Kemudian, yang saya dapat usahakan kala itu hanya terus mengerjakan skripsi tanpa mengeluh, hingga selesai. Beruntung saya diberi rezeki berupa dosen pembimbing yang paham akan kondisi saya pada waktu itu dan banyak teman yang mendukung secara moral. Diantara mereka tak sedikit yang menawarkan laptopnya untuk dipakai oleh saya agar pengerjaan skripsi menjadi lebih mudah.
Lantas, saya menolak. Bukan karena sombong atau belagu, tapi saya paham mereka pun butuh agar skripsi bisa segera diselesaikan.
Saya lebih memilih mengerjakan di warnet dekat rumah. Pada saat itu diantara banyaknya teriakan para remaja yang sedang asik bermain game, hanya saya sendiri yang fokus menyusun tugas akhir sebagai mahasiswa.
Saya melakukan itu semua bukan untuk keren-kerenan atau dianggap hebat, saya hanya sadar diri---dari diri saya, belum banyak yang dapat dibanggakan oleh orang tua. Selain saya juga punya beberapa tujuan dalam hidup, kuliah lulus tepat waktu, misalnya.

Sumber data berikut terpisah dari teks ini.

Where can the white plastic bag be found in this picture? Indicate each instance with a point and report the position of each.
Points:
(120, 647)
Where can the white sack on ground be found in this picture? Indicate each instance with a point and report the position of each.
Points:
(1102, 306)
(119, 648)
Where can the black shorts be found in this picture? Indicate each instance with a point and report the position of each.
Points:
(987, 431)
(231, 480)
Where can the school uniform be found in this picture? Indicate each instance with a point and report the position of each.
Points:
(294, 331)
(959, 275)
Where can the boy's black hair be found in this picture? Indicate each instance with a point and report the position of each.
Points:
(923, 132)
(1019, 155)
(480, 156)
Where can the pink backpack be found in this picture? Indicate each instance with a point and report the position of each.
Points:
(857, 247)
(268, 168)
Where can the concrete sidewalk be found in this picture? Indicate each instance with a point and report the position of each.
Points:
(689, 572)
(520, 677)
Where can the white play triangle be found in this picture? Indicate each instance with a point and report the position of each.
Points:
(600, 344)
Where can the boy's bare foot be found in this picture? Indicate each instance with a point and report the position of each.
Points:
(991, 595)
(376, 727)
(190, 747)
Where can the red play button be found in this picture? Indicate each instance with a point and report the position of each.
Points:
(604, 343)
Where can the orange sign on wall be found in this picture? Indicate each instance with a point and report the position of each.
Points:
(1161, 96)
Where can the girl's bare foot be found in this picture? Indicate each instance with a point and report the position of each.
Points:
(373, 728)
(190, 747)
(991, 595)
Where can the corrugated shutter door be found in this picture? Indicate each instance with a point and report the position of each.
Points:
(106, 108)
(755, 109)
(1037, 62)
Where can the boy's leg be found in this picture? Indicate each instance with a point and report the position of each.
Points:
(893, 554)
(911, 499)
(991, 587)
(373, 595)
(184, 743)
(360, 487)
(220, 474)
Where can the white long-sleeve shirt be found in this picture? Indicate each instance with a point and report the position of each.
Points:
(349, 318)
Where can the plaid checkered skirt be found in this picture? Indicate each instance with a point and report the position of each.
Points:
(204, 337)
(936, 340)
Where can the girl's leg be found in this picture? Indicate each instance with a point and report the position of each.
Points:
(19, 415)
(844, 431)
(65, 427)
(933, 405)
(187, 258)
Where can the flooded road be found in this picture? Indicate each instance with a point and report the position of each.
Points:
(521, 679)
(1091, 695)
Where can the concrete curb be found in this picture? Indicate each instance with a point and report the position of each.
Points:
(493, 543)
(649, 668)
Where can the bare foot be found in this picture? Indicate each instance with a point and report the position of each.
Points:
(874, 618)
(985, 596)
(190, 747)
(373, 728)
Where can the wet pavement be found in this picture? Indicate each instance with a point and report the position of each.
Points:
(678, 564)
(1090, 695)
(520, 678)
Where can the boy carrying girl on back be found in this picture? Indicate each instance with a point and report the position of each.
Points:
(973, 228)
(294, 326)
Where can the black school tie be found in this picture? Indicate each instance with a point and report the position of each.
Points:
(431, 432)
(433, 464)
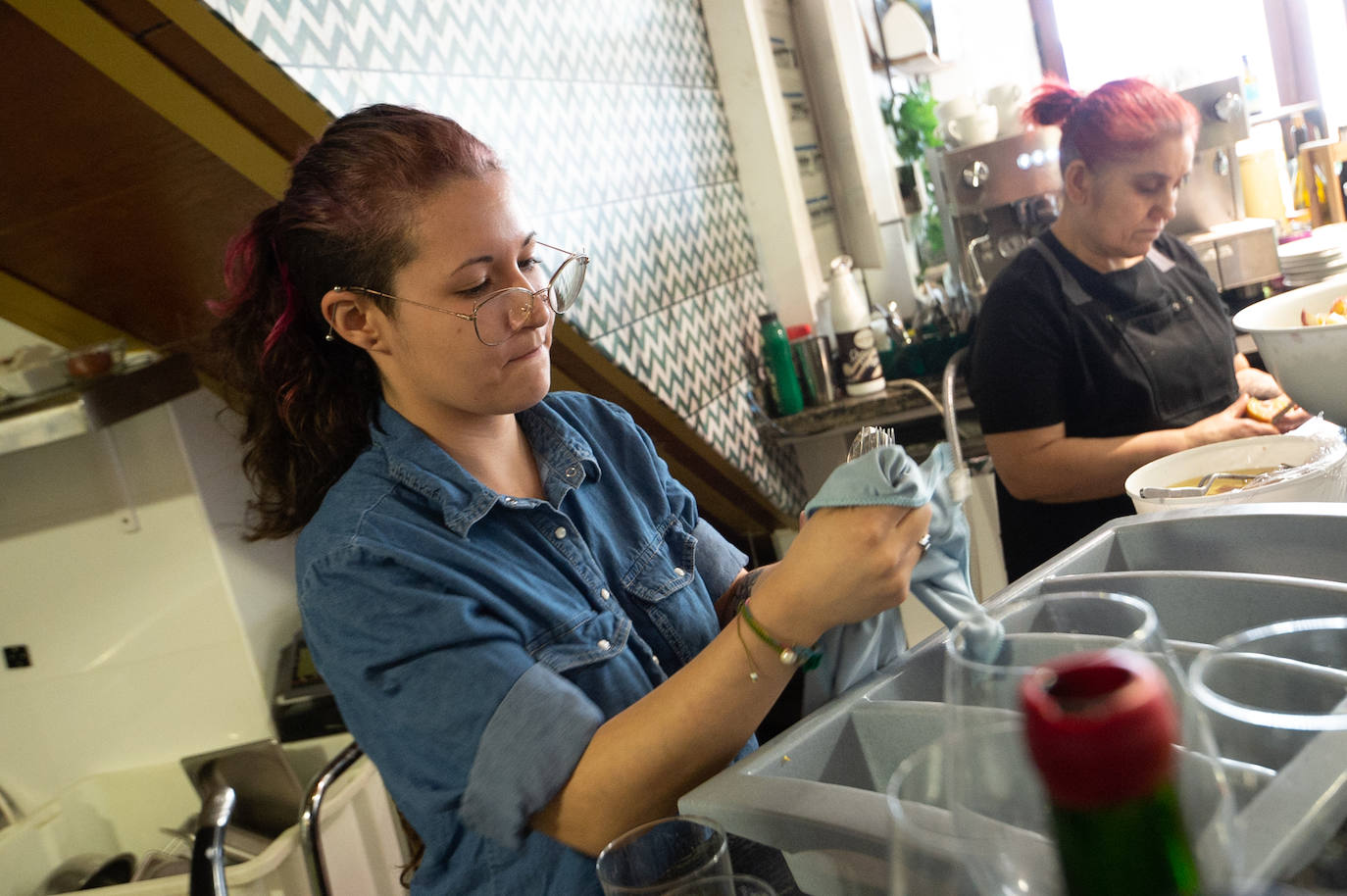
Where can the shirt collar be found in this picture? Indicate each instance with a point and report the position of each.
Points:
(417, 463)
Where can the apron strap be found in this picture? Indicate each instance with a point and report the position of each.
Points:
(1072, 286)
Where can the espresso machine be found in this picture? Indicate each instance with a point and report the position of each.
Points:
(993, 198)
(1239, 254)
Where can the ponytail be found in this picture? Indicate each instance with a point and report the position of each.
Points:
(1113, 122)
(346, 217)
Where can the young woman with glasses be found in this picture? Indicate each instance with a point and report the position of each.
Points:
(524, 620)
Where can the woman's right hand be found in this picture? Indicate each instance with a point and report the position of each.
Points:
(1231, 423)
(846, 565)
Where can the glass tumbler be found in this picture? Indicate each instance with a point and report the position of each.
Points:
(1275, 698)
(724, 885)
(928, 855)
(987, 799)
(663, 855)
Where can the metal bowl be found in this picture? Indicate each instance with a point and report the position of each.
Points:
(87, 871)
(1308, 362)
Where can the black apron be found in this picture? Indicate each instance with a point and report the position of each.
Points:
(1181, 348)
(1178, 349)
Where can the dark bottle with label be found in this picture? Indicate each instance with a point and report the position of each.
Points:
(858, 356)
(782, 384)
(1102, 729)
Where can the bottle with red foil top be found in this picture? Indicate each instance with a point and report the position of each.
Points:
(1102, 729)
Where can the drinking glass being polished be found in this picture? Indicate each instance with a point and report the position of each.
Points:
(505, 312)
(926, 855)
(1275, 698)
(663, 855)
(724, 885)
(985, 690)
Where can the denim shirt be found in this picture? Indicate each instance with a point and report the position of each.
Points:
(475, 641)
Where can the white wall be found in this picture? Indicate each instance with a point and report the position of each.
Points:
(146, 646)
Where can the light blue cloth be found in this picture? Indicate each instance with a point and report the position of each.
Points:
(940, 579)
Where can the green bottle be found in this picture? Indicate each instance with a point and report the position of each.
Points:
(780, 368)
(1102, 727)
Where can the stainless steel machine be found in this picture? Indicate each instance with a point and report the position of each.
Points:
(993, 198)
(1239, 254)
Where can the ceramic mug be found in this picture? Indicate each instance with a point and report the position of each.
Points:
(978, 126)
(1005, 97)
(955, 108)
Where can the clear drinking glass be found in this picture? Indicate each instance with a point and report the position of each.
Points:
(663, 855)
(991, 805)
(928, 855)
(726, 885)
(1275, 698)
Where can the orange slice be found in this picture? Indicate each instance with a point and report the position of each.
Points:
(1268, 410)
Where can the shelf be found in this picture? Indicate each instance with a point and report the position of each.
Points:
(75, 410)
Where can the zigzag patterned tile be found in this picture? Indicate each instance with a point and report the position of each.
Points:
(729, 426)
(608, 115)
(615, 40)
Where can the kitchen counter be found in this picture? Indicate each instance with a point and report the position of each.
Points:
(897, 405)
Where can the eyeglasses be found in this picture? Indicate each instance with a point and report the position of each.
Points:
(507, 312)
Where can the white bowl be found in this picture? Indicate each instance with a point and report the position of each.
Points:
(1308, 362)
(1322, 477)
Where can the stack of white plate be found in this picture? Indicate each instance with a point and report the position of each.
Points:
(1317, 258)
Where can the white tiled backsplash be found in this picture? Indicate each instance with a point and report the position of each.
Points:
(146, 646)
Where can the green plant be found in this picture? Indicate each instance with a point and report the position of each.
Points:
(914, 124)
(911, 119)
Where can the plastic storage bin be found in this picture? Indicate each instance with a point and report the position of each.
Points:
(817, 790)
(125, 812)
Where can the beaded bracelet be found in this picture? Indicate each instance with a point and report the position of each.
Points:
(799, 655)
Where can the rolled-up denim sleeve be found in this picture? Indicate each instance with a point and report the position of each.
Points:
(526, 753)
(719, 562)
(443, 695)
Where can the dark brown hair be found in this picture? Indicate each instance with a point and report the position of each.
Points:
(345, 220)
(1113, 122)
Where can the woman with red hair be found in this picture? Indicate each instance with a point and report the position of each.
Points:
(1105, 345)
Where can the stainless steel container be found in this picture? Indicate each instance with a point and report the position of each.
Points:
(814, 362)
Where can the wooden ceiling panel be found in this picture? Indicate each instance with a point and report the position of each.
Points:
(108, 206)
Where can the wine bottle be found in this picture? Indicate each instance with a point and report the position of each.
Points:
(1102, 729)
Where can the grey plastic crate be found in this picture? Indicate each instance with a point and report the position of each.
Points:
(817, 790)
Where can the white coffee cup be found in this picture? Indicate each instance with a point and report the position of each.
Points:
(978, 126)
(1005, 97)
(955, 108)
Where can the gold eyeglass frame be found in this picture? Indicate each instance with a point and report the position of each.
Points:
(532, 294)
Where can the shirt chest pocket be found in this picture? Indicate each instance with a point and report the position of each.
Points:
(663, 581)
(1181, 359)
(663, 565)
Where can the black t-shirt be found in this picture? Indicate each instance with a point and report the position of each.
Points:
(1106, 355)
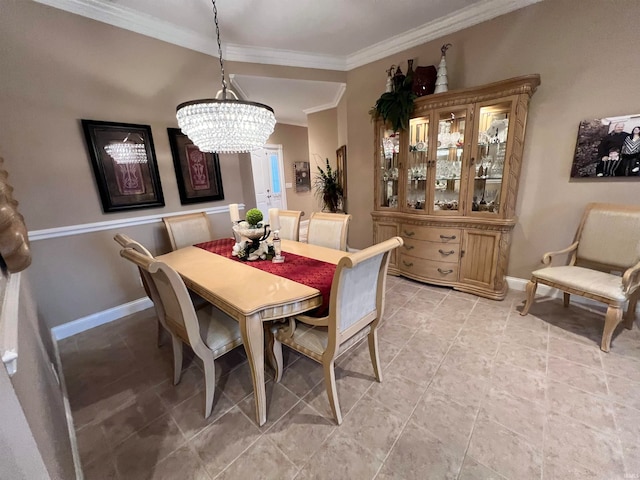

Perlahan, skripsi bisa saya selesaikan dengan baik setelah menyusun kembali dari awal, beberapa kali bimbingan dengan dosen, revisi, sampai akhirnya mendapat jadwal sidang skripsi.
Dan lagi, skripsi itu baiknya berproses. Biar sedikit tapi tetap dikerjakan. Sebab, skripsi tidak akan pernah selesai jika hanya diratapi. Dan satu yang saya percaya hingga saat ini, suatu hasil tidak akan berkhianat pada usaha yang sudah dilakukan.